Petite histoire des immeubles Haussmanniens

Qui dit Paris, dit immeubles haussmanniens ! Prestigieux avec leur pierre de taille en façade, ils donnent un style unique à la ville lumière, que nous envient les autres capitales européennes. Petite histoire d’une architecture qui ne doit absolument rien au hasard !

Tout a commencé de l’autre côté de la Manche, à Londres… Lors d’un voyage dans la capitale anglaise, Napoléon III tomba sous le charme de cette ville, pleine de modernité et d’élégance. A son retour en France, il décida de faire de même avec Paris… en mieux ! Pas question de copier, il veut donner un nouveau souffle à la capitale, la faire rayonner et cela doit passer par un réaménagement complet du territoire, des innovations et un nouveau style architectural, unique et reconnaissable entre tous.

Un projet grandiose mené entre 1852 et 1970 par la Baron Eugène Haussmann. Grands boulevards,  parcs, égouts, transports, assainissement… Paris entre dans une nouvelle ère.

A quoi reconnaît-on les immeubles haussmanniens ?

Les immeubles bâtis pendant cette période suivaient un cahier des charges extrêmement précis afin d’homogénéiser le paysage…. ne laissant que très peu de place à la créativité des architectes.

Les façades des immeubles de style haussmanniens sont en pierre de taille, un matériau noble qui impose élégance et noblesse.  
Toujours dans un souci d’unité, la taille des immeubles devait être proportionnelle à la largeur de la rue, variant de 12 à 20 mètres.

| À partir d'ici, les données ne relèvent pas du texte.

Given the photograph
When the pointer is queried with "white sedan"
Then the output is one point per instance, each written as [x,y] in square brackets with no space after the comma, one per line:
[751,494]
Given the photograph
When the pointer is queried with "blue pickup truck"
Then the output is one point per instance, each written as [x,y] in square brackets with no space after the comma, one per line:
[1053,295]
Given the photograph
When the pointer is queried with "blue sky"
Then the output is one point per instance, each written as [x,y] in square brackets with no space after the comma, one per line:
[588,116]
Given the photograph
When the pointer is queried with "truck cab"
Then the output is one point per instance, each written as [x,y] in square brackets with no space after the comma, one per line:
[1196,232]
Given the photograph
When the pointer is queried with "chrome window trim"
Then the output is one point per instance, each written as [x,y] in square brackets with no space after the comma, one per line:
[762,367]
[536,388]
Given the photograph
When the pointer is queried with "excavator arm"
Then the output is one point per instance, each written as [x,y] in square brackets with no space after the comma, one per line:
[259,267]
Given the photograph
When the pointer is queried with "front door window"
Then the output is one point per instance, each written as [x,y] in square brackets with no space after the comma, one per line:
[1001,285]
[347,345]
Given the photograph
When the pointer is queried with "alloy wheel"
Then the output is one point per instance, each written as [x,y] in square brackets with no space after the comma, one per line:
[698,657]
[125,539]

Autre caractéristique : les immeubles haussmanniens comptent 6 étages, pas plus pas moins, et chacun à un rôle bien défini :

  • Le 1er étage (ou « entresol ») loge les propriétaires des commerces et boutiques installées au-rez-de-chaussée, ou abrite les stocks.
  • Le 2ème étage est appelé l’étage noble puisqu’il est réservé aux familles les plus riches. Les ascenseurs  ne datant que de 1870, il ne fallait pas qu’ils s’essoufflent en montant les marches. La hauteur sous plafond est plus généreuse que celle des autres étages,  les ornements plus travaillés au niveau de la façade, le balcon systématique.
  • Les 3ème et 4ème étages ont des encadrements de fenêtres moins fournis, pas de balcon à l’origine mais certains ont été installés plus tard suite à la modification de la loi Haussmann.
  • Le 5ème étage n’est pas « noble » mais possède un balcon filant, par soucis d’équilibre esthétique.
  • Le 6ème et dernier étage est quant à lui habité par les domestiques puisqu’il s’agit de chambres de bonnes et appartements de service.

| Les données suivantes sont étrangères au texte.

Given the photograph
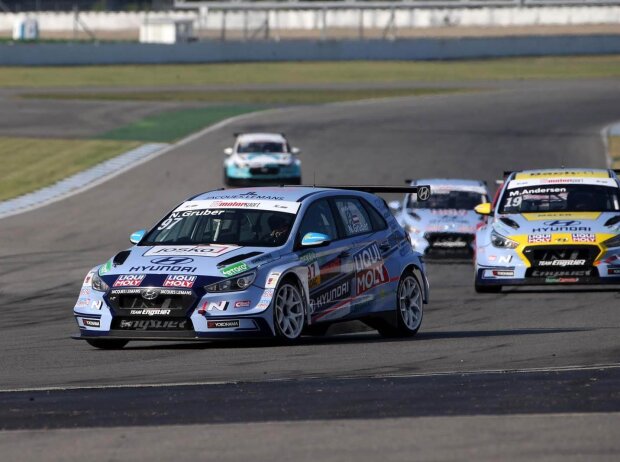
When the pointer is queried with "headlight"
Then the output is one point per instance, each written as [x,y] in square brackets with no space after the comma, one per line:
[613,242]
[412,229]
[502,242]
[98,283]
[233,284]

On retiendra que plus on monte les étages, moins la façade est travaillée… La gradation esthétique dépend de la gradation sociale.

 

Façade d'un immeuble haussmannien à Paris, France

 

Les immeubles haussmanniens représentent aujourd’hui 60% des immeubles de Paris… C’est dire si ce fut un projet d’envergure !
Mais les architectes n’ont pas tardé à faire entendre leur mécontentement… Leur talent étant complètement bridé par un une réglementation draconienne, ils se rattrapèrent dès 1880 avec l’émergence d’un courant bien plus libre, l’Art Nouveau.